WCSD: Furloughs minimal

While the summer is a busy time for the Warren County School District, there might be no piece to the puzzle of getting schools open in the fall more complicated than determining who will teach and work where.

“This is a busy time in terms of looking at HR (human resources) issues,” Amy Stewart, director of administrative support services, said.

There were many moving parts on personnel reports presented to the school board’s Personnel, Athletics and Co-Curricular Activities Committee on Monday evening.

Recommendations were made to suspend three teacher contracts and not renew three others. Non-renewal addresses staff that have not yet obtained tenure.

But it is likely that many of those will be called back for positions in the fall.

“I am incredibly optimistic that we will end up with one or two teacher furloughs or non-renewals,” Stewart said, indicating that the district will be “able to get almost all of our teachers back. That’s the goal.”

But what enables that to happen is realignment, which Stewart called the “big Sudoku puzzle we have been working on,” figuring out what positions will be needed and where.

The possibility exists for several kindergarten teaching positions to be added “to create the most parity” across the district in terms of class sizes.

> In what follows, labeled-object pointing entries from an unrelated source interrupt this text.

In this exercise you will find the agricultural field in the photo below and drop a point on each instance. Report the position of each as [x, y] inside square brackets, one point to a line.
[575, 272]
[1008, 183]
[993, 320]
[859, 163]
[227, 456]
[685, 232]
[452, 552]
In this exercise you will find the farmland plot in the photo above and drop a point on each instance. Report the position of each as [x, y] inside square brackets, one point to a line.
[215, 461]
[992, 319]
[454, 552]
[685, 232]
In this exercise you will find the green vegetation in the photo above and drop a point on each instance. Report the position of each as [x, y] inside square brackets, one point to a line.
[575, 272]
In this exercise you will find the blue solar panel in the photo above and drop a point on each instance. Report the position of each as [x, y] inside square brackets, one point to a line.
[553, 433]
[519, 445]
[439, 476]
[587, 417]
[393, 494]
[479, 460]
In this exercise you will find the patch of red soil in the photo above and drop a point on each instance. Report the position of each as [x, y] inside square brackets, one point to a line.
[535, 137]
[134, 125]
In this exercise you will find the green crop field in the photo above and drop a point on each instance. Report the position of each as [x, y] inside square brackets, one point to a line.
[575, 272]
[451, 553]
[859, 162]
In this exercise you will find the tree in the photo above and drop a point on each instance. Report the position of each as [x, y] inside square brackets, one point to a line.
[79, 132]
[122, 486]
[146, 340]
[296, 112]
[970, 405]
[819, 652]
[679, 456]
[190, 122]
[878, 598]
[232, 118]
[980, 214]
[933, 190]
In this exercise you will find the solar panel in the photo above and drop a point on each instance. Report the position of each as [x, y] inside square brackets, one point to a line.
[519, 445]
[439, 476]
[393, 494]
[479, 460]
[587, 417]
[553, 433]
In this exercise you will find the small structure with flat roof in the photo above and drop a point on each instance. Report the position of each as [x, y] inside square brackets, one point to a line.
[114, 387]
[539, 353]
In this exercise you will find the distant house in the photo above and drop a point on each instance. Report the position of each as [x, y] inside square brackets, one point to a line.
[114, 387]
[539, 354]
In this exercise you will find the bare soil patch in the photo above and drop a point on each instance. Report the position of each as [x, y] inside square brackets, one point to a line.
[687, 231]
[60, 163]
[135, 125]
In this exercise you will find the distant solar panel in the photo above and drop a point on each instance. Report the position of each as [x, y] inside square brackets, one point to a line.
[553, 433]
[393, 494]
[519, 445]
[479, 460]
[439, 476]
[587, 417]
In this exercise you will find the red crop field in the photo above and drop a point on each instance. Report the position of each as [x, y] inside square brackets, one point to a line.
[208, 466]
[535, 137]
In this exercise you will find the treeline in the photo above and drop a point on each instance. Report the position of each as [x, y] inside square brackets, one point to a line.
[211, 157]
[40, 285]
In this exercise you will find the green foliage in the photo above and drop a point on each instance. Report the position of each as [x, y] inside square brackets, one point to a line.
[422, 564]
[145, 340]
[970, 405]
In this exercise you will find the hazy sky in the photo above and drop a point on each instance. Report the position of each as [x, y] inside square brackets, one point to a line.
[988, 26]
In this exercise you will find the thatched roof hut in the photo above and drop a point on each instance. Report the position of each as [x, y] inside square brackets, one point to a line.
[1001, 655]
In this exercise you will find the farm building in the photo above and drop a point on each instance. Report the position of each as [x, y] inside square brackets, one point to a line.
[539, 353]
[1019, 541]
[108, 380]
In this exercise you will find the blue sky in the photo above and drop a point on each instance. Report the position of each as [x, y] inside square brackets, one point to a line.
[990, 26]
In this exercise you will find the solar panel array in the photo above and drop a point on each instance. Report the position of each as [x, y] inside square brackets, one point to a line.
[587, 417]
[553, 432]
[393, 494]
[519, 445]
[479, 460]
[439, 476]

Projected kindergarten enrollment prepared for the meeting shows two kindergarten teachers at Youngsville Elementary Middle School for 60 students and five at Warren Area Elementary Center for 148, putting kindergarten classes at both schools in the realm of 30 students each.

The committee took action to approve new position request at WAEC for kindergarten. Stewart asked that the request be amended to include one at WAEC and YEMS. She said she expects that “we will wind up needing one in both places eventually.”

She explained that administrative guidelines focus on keeping K-2 class sizes between 11 and 27 and grades 3-5 between 11 and 30.

“With (the) consolidation we’ve done, (the) numbers are pushing where we are comfortable. We evaluate at those levels and see what might be the necessary remedy,” she said.

“There’s a lot of parents that watch these numbers,” board member Paul Mangione said, cautioning that not lowering the kindergarten numbers at WAEC or YEMS could result in students attending elsewhere, resulting in a loss of funding. “If it’s in their favor, that’s their decision point,” he said.

“Throughout Gov. Corbett’s reign, (I’m) not sure how we can get much tighter next year” with staffing, Stewart said. “These numbers are tight with our guidelines and not a lot of room to spare. We want to be staffed appropriately but we don’t want to spend money when we should have spent it (elsewhere).”

On the support staff side, a bumping meeting was held on July 15 and Stewart said that approximately 75 individuals bumped other people to get into new positions. The meeting resulted in eight suspensions but she said there are four positions that have been posted.

“The potential to have four people come back to get jobs out of those eight is there,” she said.